Jeśli spojrzeć na cenę energii na początku pandemii, wiosną 2020 rok, prąd w hurcie podrożał trzykrotnie. Wtedy megawatogodzina kosztowała ok. 150 zł. Jak zauważa portal WysokieNapiecie.pl, tak dużego wzrostu cen prądu w Polsce jeszcze nie było. To absolutny rekord.
Dlaczego prąd drożeje?
Od początku 2021 roku ceny uprawnień do emisji dwutlenku węgla wzrosły o kilkadziesiąt procent. W czerwcu kosztowały ponad 50 euro za tonę. Na początku września cena uprawnień sprzedanych przez Polskę przekroczyła 61 euro.

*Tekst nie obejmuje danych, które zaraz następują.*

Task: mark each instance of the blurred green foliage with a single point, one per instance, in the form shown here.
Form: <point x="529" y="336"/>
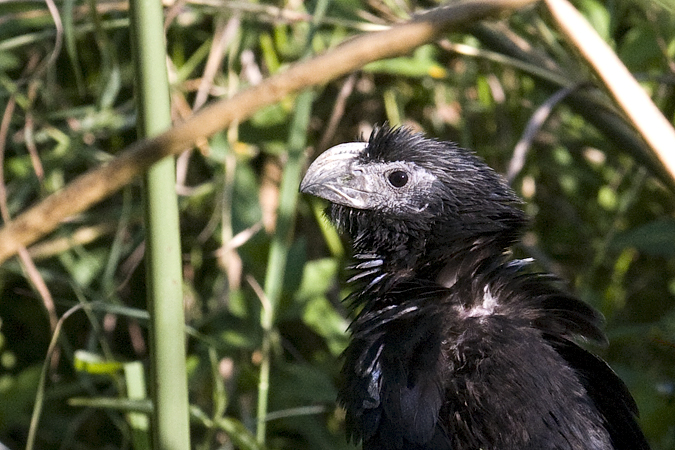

To jeden z elementów, który wpływa na cenę energii. Drożeje na przykład węgiel. A że w Polsce ponad 70 proc. produkcji energii elektrycznej pochodzi z węgla, tanio być nie może.
Prąd z polskich elektrowni jest coraz droższy, więc coraz częściej importujemy go z krajów, które w większym stopniu niż Polska korzystają z bezemisyjnych źródeł energii. Obecnie już 10 proc. energii elektrycznej kupujemy za granicą.
Za prąd płacimy więc coraz więcej. Z drugiej strony budżet świetnie zarabia na sprzedaży praw do emisji CO2. W zeszłym roku handel nimi przyniósł 12,1 miliarda złotych. W tym miało być nieco ponad 10, ale rosnące ceny sprawiły ministrowi finansów piękną niespodziankę - budżet wzbogaci się nawet o 20 miliardów złotych.
Coraz droższy jest też gaz
Również ceny gazu poszły w górę na całym świecie. - Cały kontynent stawia na błękitne paliwo i ograniczanie emisji CO2. Jednocześnie drastycznie wzrasta konsumpcja gazu. W Polsce 10 lat temu zużywaliśmy 15 miliardów metrów sześciennych gazu, dziś jest to ponad 20 i ta wartość będzie tylko rosnąć – mówi Grażyna Piotrowska-Oliwa, była prezes PGNiG w rozmowie z money.pl.
We wrześniu Urząd Regulacji Energetyki zatwierdził podwyżkę ceny gazu o 7,4 proc. dla gospodarstw domowych. Zmiana będzie obowiązywać od października do końca 2021 roku. To kolejna podwyżka w tym roku - poprzednia miała miejsce w sierpniu.
Przypomnijmy, że to już trzecia podwyżka w tym roku. Poprzednia wyniosła 12 proc. i weszła w życie w sierpniu. Kiedy ogłoszono ją w połowie lipca, ekonomiści prognozowali, że podwyżka zwiększa prawdopodobieństwo, że inflacja wyniesie 5 proc.